When I wrote a post about James Ashdown who built the warehouse which houses my condo in Winnipeg’s Exchange District, I noted that Louis Riel had imprisoned Mr. Ashdown for 59 days because he voiced resistance to Louis’ take over of the Red River Settlement.
I did a post about Joseph Royal and the park named after him at the foot of the Provencher Bridge. I wrote about how Joseph had argued for Louis Riel’s amnesty and had defended two of Louis’ compatriots who were accused of the murder of Thomas Scott.
I explored the life of A. G. Bannatyne in a post since I live on Bannatyne Avenue. Mr. Bannatyne acted as a mediator between Louis Riel’s provisional government and the Canadian government. I noted that Louis Riel even wrote a poem about Annie Bannatyne, A.G’s wife.
In my post about the Provencher Bridge I said that the pedestrian walkway on the structure was called Esplanade Riel in honor of Louis Riel.
I realized I had written quite a bit about Louis Riel, but how much did I actually know about him? My last Canadian history course was in high school and I had never read a book about Louis Riel. I decided it was time to remedy that. I didn’t have time however to read some thick tome about the founder of my province so I decided to get Chester Brown’s Louis Riel- A Comic Strip Biography from the library. I had introduced my high school students to a couple graphic novels and I knew they were a good way to tell a story.
Although I was a little disappointed that the book didn’t deal with Louis’ childhood it did provide a good overview of his life from the time just before the Riel Rebellion/ Resistance till Louis’ execution.
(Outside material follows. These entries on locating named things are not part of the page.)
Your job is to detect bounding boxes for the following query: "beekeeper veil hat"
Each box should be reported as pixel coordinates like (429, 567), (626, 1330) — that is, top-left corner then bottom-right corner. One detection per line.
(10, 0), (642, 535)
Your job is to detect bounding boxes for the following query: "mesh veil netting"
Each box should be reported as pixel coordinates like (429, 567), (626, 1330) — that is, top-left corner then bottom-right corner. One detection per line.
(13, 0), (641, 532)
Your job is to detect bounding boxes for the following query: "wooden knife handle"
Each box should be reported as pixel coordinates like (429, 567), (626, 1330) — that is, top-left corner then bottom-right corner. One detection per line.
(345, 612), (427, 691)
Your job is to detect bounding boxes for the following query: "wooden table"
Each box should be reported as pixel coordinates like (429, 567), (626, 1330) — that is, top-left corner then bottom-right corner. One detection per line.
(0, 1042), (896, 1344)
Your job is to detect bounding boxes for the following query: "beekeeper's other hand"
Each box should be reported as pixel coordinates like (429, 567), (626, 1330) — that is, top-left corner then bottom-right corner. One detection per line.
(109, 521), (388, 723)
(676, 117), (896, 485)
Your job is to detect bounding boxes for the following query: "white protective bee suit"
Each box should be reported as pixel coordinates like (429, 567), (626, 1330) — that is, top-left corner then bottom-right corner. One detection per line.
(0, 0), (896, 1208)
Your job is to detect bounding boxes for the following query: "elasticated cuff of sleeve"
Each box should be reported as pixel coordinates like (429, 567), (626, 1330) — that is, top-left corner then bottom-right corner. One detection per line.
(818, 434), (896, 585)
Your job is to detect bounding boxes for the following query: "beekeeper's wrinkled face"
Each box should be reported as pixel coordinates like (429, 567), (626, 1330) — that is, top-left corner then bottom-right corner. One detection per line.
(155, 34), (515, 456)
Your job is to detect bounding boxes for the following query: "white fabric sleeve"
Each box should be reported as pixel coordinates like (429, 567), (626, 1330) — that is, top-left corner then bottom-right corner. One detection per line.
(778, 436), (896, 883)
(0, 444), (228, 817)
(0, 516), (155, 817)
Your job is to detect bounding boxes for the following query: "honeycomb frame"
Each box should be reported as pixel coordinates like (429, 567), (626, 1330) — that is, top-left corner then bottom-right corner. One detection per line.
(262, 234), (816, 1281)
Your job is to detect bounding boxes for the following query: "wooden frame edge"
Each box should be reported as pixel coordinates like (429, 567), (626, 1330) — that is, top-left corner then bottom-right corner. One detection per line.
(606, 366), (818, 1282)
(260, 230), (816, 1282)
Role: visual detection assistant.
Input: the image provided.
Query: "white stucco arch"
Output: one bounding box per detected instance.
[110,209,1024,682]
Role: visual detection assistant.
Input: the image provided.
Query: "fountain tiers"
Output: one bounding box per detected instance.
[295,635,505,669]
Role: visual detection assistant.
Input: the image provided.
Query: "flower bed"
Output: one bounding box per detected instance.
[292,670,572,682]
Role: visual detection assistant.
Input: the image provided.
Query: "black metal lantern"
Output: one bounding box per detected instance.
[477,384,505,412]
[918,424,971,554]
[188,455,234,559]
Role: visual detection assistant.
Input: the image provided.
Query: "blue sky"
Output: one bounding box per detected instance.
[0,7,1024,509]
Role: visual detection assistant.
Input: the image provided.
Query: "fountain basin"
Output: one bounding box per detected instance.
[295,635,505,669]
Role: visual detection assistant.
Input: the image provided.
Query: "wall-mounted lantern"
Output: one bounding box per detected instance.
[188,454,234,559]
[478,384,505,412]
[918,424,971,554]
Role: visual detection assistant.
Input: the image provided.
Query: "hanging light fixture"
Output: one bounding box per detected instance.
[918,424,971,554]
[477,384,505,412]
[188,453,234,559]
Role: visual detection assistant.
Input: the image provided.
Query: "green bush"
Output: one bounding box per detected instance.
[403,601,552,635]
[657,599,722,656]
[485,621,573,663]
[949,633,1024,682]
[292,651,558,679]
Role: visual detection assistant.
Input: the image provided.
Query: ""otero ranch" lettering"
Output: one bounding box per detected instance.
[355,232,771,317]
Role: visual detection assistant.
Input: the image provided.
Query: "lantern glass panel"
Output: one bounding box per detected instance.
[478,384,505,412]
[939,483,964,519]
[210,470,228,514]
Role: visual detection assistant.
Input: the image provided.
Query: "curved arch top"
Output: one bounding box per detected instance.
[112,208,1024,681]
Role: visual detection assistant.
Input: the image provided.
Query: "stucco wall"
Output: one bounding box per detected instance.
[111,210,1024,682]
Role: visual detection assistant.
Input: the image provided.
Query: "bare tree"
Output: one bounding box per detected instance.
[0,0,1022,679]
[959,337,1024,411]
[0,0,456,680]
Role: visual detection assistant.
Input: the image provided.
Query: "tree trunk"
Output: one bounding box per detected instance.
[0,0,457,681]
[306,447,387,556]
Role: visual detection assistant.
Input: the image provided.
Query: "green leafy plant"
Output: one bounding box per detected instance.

The book was easy to read and I finished it in a day. I learned that Louis Riel was elected to Canada’s Parliament three times while he was a wanted criminal and in exile in the United States.
I learned quite a bit more about the role Canadian prime minister Sir John A McDonald had in the resistance movements in both Manitoba and Saskatchewan that Louis was involved in. Brown depicts Sir John A as mean-spirited, self -serving and willing to sacrifice anything to get his railway built across Canada.
I learned quite a bit more about the relationship between Louis Riel and Gabriel Dumont. Dumont was more of a pragmatist than Riel and more interested in violent resistance. If you want to know more about Riel and Dumont listen to this excellent interview with Joseph Boyden who has written a book about the two men.
I also learned what a deeply religious person Louis was and how that influenced his decisions.
Chester Brown’s graphic comic gave a good overview of Louis’ life. Since Riel plays such a prominent role in the history of the province of Manitoba and in the history of Winnipeg it is good for me to know more about him.